OASE

Pejabat Pro-Rakyat Versi Syariat Islam

“Seandainya ada seekor keledai terperosok di kota Baghdad karena jalanan rusak, aku sangat khawatir Allah akan meminta tanggung jawabku di Akhirat nanti”, demikian ucapan Umar ibn Khaththab, seorang Khalifah pro rakyat yang populer itu.

Khalifah Umar r.a. sangat khawatir atas pertanggungjawaban amanah kekuasaan di Hari Kiamat nanti di hadapan Allah SWT. Sebenarnya macam apa pejabat pro rakyat versi syariat Islam itu?

Sebagai Wali

Dalam kajian fiqih terdapat kaidah yang menyatakan ‘At-Tasharruf Alar-Ra’iyyah Manutun bil-Maslahah’ (kebijakan atas rakyat harus terkait langsung dengan kemaslahatan mereka). Qa’idah ini berasal dari statemen Imam Asy-Syafi’i, ‘Manzilatul Imam Minar-Ra’iyyah Manzilatul Waliy Minal-Yatim’ (Kedudukan seorang pejabat bagi rakyatnya layaknya seorang wali bagi anak yatim).

Kaidah di atas bila definisinya dijabarkan dipahami bahwa kebijakan seorang pemimpin (pejabat) wajib dibangun, diikat, dan diorientasikan demi kemaslahatan umum, yaitu semua lapisan masyarakat yang dipimpinnya harus tersejahterahkan. Jika tidak berhasil, dia dianggap gagal mengeksekusi kewajiban syariat.

Islam tidak pernah main-main dalam urusan jabatan. Bayangkan, pemangku jabatan dianalogikan sebagai seorang wali yang menyantuni anak yatim. Sebuah analogi yang sederhana namun mulia. Anak-anak itu harus terjamin pangan, sandang , papan dan pendidikannya. Selama anak-anak itu belum baligh atau belum mampu mandiri, kewajiban belum lepas dari tangan si Wali.

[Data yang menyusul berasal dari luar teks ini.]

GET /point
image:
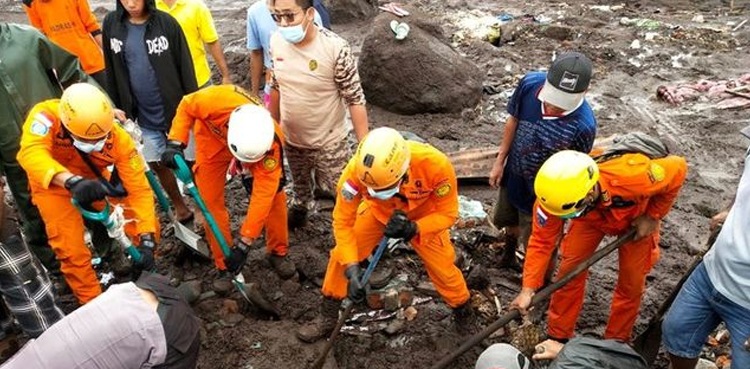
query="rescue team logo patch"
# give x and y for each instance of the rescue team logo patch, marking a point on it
(349, 190)
(41, 124)
(656, 173)
(443, 190)
(541, 217)
(270, 163)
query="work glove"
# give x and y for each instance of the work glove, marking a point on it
(174, 149)
(237, 257)
(146, 248)
(85, 191)
(399, 226)
(357, 291)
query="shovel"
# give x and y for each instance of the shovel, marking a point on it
(115, 222)
(539, 297)
(182, 232)
(349, 305)
(249, 291)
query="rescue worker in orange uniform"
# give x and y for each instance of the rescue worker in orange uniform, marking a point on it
(601, 199)
(230, 123)
(398, 189)
(58, 137)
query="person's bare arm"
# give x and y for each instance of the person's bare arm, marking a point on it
(509, 133)
(256, 70)
(218, 54)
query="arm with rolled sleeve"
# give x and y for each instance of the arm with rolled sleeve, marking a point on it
(545, 229)
(345, 215)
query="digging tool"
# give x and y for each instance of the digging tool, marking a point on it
(349, 305)
(115, 222)
(538, 297)
(647, 343)
(182, 232)
(249, 291)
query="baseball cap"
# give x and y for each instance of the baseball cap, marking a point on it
(567, 81)
(502, 356)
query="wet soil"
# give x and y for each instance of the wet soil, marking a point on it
(682, 49)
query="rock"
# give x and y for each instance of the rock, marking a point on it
(345, 11)
(232, 319)
(420, 74)
(410, 313)
(191, 291)
(395, 327)
(229, 306)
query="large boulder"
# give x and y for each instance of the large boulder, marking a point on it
(420, 74)
(345, 11)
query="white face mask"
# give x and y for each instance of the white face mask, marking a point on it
(383, 194)
(89, 147)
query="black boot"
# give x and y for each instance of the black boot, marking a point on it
(322, 326)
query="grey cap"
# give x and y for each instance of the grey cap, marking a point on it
(567, 81)
(502, 356)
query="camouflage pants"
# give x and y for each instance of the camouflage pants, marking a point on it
(316, 171)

Si Wali haram membelanjakan sepeserpun uang anak yatim kecuali bila ia pinjam dengan niat mengembalikannya atau untuk kepentingan anak itu sendiri.

Sebagai Pengemban Amanah

Pejabat pro rakyat tergambar dalam firman Allah SWT, Surat Al-Anfal Ayat 27:

يَا أَيُّهَا الَّذِينَ آمَنُوا لَا تَخُونُوا اللَّهَ وَالرَّسُولَ وَتَخُونُوا أَمَانَاتِكُمْ وَأَنْتُمْ تَعْلَمُون

“Hai orang-orang beriman, janganlah kamu mengkhianati Allah dan Rasul (Muhammad) dan janganlah kamu mengkhianati amanah-amanah yang dipercayakan kepadamu, sedang kamu mengetahui.” (Q.S. al-Anfal: 27).

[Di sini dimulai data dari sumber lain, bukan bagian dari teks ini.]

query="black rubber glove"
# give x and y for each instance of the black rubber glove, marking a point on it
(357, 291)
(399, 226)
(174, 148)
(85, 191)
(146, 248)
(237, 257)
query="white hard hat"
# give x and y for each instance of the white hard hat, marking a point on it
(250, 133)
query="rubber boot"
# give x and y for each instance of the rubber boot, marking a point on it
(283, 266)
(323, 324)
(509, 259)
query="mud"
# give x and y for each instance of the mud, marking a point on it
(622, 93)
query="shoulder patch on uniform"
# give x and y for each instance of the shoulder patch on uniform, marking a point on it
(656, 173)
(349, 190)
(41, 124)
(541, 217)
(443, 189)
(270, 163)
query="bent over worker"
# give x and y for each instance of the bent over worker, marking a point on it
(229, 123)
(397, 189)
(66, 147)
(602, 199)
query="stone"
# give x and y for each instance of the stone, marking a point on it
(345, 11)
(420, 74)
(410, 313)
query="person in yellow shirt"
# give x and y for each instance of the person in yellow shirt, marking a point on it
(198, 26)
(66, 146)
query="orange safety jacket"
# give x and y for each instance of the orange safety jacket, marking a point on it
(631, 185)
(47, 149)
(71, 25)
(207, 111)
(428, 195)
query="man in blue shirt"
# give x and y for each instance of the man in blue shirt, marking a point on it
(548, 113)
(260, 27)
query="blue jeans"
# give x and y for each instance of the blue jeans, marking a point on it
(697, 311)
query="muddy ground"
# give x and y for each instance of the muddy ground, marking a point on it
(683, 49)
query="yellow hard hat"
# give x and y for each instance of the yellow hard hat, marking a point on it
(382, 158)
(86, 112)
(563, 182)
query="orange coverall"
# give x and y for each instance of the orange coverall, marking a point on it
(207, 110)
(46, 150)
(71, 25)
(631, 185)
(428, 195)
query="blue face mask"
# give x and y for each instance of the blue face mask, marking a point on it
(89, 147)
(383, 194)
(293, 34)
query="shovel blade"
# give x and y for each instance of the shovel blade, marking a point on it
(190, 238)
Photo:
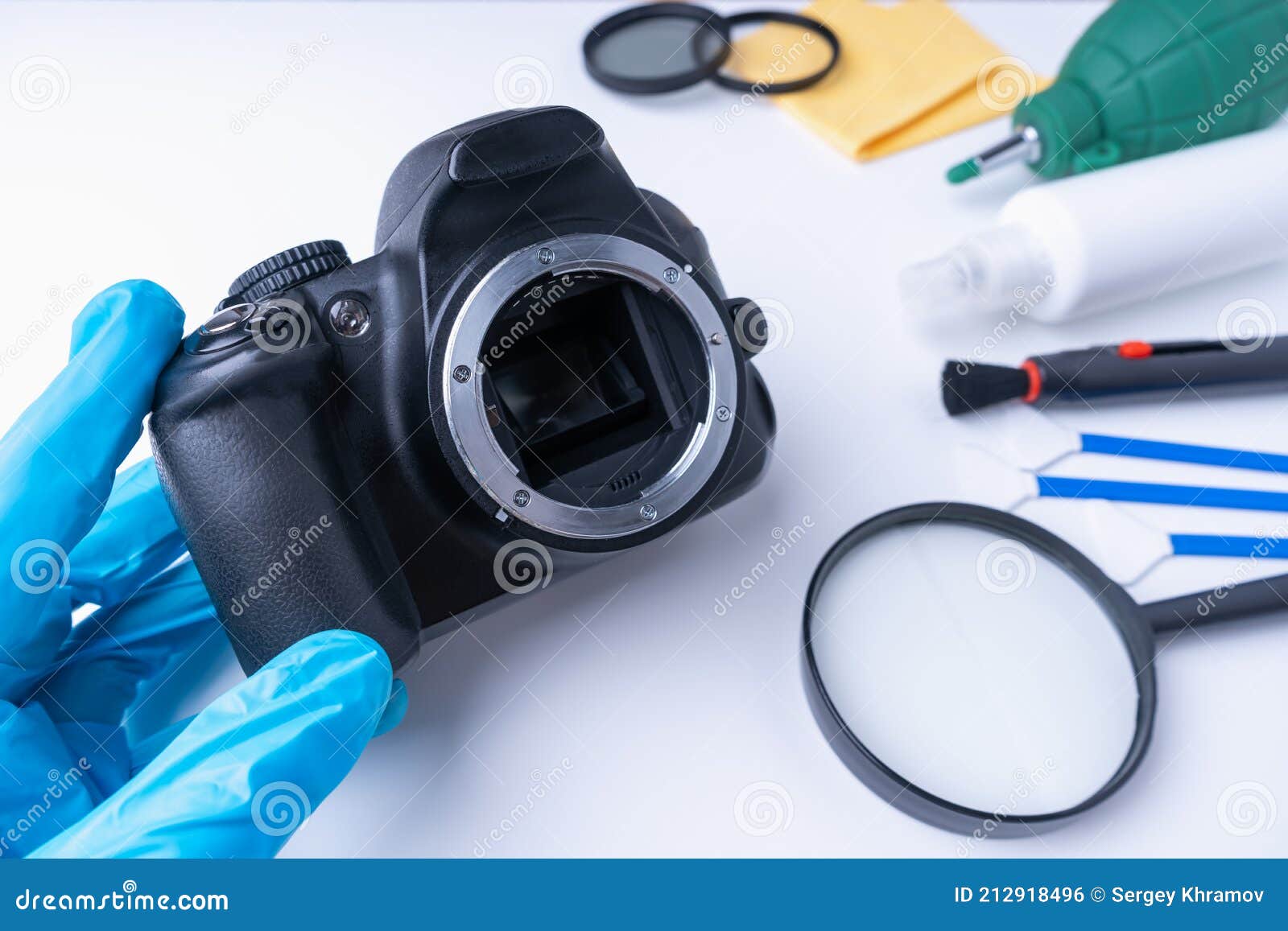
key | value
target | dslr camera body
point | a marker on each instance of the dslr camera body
(538, 369)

Dalam menafsirkan ayat diatas, seorang mufassir yang juga pakar tata negara pada masa khilafah Abasiyah, Al-Imam Al-Mawardi menjelaskan, “Mengkhianati Allah dan Rasul-Nya bisa dalam bentuk hak-hak masyarakat yang tidak ditunaikan yang ada pada harta (zakat, sedekah, dan infaq). Adapun mengkhianati amanah beliau tafsirkan dengan amanah Allah yang dibebankan kepada pemimpin berupa eksekusi tugas dan penegakan sepremasi hukum dengan tepat sekaligus larangan mengabaikan. Amanah disini, kata beliau, bisa meliputi setiap jenis amanah yang wajib ditunaikan dan haram dikhianati.

Karena jabatan merupakan amanah, wajarlah jika Khalifah Umar ibn Khathab begitu takut mempertanggung jawabkan amanah kekuasaan itu pada Hari Perhisaban kelak. “Seandainya ada seekor keledai terperosok di kota Baghdad karena jalanan rusak, aku sangat khawatir Allah akan meminta tanggung jawabku di Akhirat nanti”, demikian ucapan Umar yang populer itu.

Integritas pejabat dalam Islam dinilai dari kecakapannya mengemban amanah. Mengemban amanah sendiri merupakan karakter orang beriman. Sebaliknya, berkhianat adalah ciri-ciri orang munafik. Rasulullah Muhammad Saw bersabda: “Ciri-ciri orang munafik itu ada tiga: bila berkata dia berbohong, bila berjanji dia ingkar, dan bila diberi amanah dia berkhianat”. (Muttafaq ‘Alaih). Pada kesempatan yang berbeda Rasul Saw juga menegaskan: “Tidak beriman orang yang tidak amanah, tidak beragama orang yang tidak menepati janji.” (HR. Ahmad).